Barrow, Scurmore, Co. Sligo
Co. Sligo |
Barrows
On a low rise near the western shore of the Moy Estuary in County Sligo, a circular earthwork sits quietly in the landscape, easy to overlook and easier still to misread.
It is a barrow, a prehistoric burial mound, measuring twelve metres across and enclosed by an earthen bank that rises only modestly above the surrounding ground. The bank itself is between 2.3 and 2.7 metres wide, with an internal height of just twenty to thirty centimetres and an external height of around sixty centimetres. That subtle difference in elevation is often all that survives of these monuments after millennia of agriculture, weather, and gradual subsidence.

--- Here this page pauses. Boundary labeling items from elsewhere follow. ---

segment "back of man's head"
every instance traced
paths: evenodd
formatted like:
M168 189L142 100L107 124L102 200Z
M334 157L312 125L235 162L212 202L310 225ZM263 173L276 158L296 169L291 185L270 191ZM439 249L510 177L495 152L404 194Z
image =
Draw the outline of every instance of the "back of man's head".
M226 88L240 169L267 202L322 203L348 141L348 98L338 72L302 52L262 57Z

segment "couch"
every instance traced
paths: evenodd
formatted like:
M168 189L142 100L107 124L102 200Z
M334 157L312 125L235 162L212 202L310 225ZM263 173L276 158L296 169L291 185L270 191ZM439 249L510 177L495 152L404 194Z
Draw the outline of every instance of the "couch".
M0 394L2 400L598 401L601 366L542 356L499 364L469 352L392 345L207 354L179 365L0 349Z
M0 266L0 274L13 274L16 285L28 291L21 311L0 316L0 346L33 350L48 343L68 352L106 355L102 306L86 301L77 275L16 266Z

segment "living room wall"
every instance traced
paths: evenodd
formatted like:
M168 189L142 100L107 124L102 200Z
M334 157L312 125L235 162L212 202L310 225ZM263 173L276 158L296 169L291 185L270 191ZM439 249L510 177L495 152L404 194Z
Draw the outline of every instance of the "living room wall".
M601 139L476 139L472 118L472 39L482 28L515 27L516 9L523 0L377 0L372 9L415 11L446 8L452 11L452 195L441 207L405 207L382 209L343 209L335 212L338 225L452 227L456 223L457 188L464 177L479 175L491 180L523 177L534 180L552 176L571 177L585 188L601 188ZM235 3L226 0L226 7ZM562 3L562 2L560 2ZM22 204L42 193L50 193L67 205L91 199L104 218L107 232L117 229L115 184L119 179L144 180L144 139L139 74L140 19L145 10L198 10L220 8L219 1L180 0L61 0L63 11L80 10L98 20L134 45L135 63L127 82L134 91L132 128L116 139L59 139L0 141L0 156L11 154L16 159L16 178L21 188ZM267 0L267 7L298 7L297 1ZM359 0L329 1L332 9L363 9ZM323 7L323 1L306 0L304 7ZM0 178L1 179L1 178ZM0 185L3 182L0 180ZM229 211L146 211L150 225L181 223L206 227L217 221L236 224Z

What gives this particular barrow an additional layer of interest is a detail preserved on the 1913 Ordnance Survey six-inch map: at that point, the mound sat within an oblong tree plantation. Landowners in the eighteenth and nineteenth centuries sometimes planted around or over prehistoric earthworks, whether to ornament a demesne, to use otherwise awkward ground, or simply by coincidence. The plantation itself has evidently gone, but its former presence on the map offers a small, telling glimpse into how the site was treated within living memory of people now long dead. The Moy Estuary, which the rise overlooks, marks the boundary between Sligo and Mayo, a stretch of water with its own long record of human settlement and movement.